Sunday, October 12, 2003

Review: "Death Masks" by Jim Butcher

Settling down with the latest installment of Jim Butcher's "Dresden Files" is becoming a pre-Halloween tradition for me.

The tales of a wizard private eye are the perfect books for the haunted season. They've got plenty of creeps and nasties, but they're more fun than frightening. His latest, "Death Masks" ($6.99, Roc) continues the trend.

This time, Harry Dresden's in a world of trouble (as usual). The war between the Red Court of vampires and the White Council of wizards - a war that Harry was at least partially responsible for starting - continues. Harry is given a chance to end the war by fighting a duel with a representative of the Red Court, a cunning vampire named Ortega.

As he prepares for the duel, he gets a visit from a representative of the Vatican. The Shroud of Turin has been stolen and is suspected to be in Chicago. The priest has contacted the police, but doesn't trust them and has been pointed toward Harry. The problem is, a lot of other people are looking for the Shroud, including Harry's friend Michael Carpenter and two other Knights of the Cross, the local crime lord and some really nasty demons.
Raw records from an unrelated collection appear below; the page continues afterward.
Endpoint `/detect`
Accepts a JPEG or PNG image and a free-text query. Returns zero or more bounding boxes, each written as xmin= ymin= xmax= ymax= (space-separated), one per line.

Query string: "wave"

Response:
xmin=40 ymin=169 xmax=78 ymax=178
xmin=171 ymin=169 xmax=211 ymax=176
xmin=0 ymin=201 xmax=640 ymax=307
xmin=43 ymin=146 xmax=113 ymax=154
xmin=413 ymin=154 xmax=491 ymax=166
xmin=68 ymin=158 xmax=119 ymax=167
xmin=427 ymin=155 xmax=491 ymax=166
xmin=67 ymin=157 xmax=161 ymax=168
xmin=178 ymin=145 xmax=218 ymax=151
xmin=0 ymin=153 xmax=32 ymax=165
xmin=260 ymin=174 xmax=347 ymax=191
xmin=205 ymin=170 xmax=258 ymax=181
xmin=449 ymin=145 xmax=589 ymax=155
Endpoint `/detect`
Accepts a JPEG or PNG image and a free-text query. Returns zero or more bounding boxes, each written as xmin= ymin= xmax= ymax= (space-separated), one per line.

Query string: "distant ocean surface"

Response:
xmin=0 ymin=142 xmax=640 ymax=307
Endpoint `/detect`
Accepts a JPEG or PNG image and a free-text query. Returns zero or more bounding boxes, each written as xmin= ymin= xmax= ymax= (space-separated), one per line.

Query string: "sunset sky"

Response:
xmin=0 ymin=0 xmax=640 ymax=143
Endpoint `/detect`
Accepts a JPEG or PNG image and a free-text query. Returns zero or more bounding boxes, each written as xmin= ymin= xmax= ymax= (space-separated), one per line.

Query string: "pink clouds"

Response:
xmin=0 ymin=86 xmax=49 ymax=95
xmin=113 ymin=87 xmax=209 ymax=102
Could anything else go wrong? You bet it could. In the middle of all of this Harry's old girlfriend, now half-vampire, saunters back into his life.

As you can probably tell, this tale of Harry Dresden is far from boring, but it's not nearly as chaotic as it sounds either. Despite everything that's going on, Butcher still makes the story flow and manages to tie it all together.

But most importantly, the stories are a blast. Butcher doesn't mind poking fun at his own genre, even at a master of it. Consider a scene where Dresden is caught somewhere he shouldn't be - an art auction run by the local mob boss where Harry suspects the Shroud will be sold. The mob boss confronts him by saying he didn't realize Harry was an art collector. The rest of the conversation goes like this:

"`I am the foremost collector of velvet Elvii in the city of Chicago,' I said at once.

"`Elvii?' Marcone inquired.

"`The plural could be Elvises, I guess,' I said. `But if I say that too often, I start muttering to myself and calling things `my precious,' so I usually go with the Latin plural.'"

If that passage gives you a chuckle - or a good belly laugh if you're a Tolkien fan - there are plenty more where it came from.

With most ongoing series like this, I find my interest waning after four or five books, but five books in, I still love the "Dresden Files." They're fast, they're fun, and I'm looking forward to the next one.